而社会评价那一页,几乎所有领导和工人的评语都出奇的一致:“与世无争,任劳任怨,乐于助人”。据说他唯一的爱好,就是每天下班后,在单身宿舍楼下的花坛里侍弄一些花花草草。
“负责管理那台从德国运来的二百吨水压机……”
沈砚舟咬着牙,将这行字一个字一个字地从齿缝里挤了出来。
就是他!
德国留学背景,机械工程专业,回国时间卡在1939年这个日德关系极其暧昧的节点,再加上他就是那台机器的直接管理者!
林娇玥纸条上的四道催命符,在这个老好人身上,竟然严丝合缝地全部对上了!
沈砚舟只觉得一股彻骨的寒气,顺着脊椎骨直冲后脑勺。
如果真的是钱德福,那这个“老鬼”的伪装段位简直高得令人毛骨悚然!一个全总局公认的、连只鸡都不敢杀的老好人,一个每天只知道浇花看报的资料室老头,背地里竟然是能够调动特务网、差点把大半个兵工总局连带林娇玥一起炸上天的敌特魁首?!
这种反差,就算写在剧本里都觉得离奇。
但他心中没有一丝怀疑。因为这是林娇玥算出来的结果,而那个看起来娇憨软糯的林工,她的算计,至今为止,从未出过毫厘之差!

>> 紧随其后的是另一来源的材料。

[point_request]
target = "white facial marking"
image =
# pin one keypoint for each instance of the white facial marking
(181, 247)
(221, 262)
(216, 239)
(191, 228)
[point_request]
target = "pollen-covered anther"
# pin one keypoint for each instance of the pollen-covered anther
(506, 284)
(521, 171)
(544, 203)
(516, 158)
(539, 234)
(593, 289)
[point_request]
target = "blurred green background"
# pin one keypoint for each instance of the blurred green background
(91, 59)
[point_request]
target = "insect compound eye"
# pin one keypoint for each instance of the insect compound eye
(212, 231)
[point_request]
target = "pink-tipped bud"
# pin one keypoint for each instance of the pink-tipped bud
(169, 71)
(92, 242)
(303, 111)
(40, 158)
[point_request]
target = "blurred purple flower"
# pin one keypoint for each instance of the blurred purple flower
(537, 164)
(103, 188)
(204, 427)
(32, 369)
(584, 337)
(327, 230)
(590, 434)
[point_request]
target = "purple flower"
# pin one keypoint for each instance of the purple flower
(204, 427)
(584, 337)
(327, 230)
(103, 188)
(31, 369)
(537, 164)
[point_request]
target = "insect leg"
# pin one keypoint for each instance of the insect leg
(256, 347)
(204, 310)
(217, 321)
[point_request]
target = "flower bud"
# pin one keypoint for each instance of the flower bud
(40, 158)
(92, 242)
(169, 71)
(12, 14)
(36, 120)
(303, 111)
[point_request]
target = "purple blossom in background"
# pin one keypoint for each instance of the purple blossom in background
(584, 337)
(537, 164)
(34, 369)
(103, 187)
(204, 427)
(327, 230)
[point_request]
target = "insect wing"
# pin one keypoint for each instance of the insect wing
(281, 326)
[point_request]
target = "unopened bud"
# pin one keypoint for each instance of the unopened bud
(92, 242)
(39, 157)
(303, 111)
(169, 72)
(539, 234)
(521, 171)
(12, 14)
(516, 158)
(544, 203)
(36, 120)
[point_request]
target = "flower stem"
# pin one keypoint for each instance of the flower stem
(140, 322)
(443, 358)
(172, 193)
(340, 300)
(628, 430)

他一把抓起保密电话,手指飞速拨号,声音冷酷得像是一块寒冰:
“喂,行动一队吗?立刻对西院特种装备所的钱德福,建立最高级别的24小时特级暗控!记住,是特级!我要知道他每天见了什么人,抽了几根烟,甚至去了几次厕所!但是,绝对不能让他察觉到哪怕一丝一毫的异常!谁要是惊了这只老狐狸,就自己脱了衣服滚蛋!听明白了吗?”
“是!保证完成任务!”
电话那头传来干事肃杀的回应。
挂断电话,沈砚舟盯着桌上钱德福那张笑眯眯的照片,眼神变得前所未有的凝重。
他清楚,对付这种潜伏了二十年的深海老妖,常规的抓捕和审讯根本敲不开他的嘴,稍微走错一步,就可能让他自杀或者断尾逃生,导致所有核心图纸流向的线索彻底掐断。
沈砚舟猛地站起身,一把抓过椅背上的呢子大衣披在身上,大步流星地走出办公室。
他必须马上去见林娇玥。
这场硬仗,拼的不是子弹,而是人性和算计。
对付这种老狐狸,他沈砚舟甘愿当个冲锋陷阵的“打工仔”,战术和方向,还得去请教那个小姑娘,用她那种天马行空、却又招招致命的“阳谋”来定乾坤!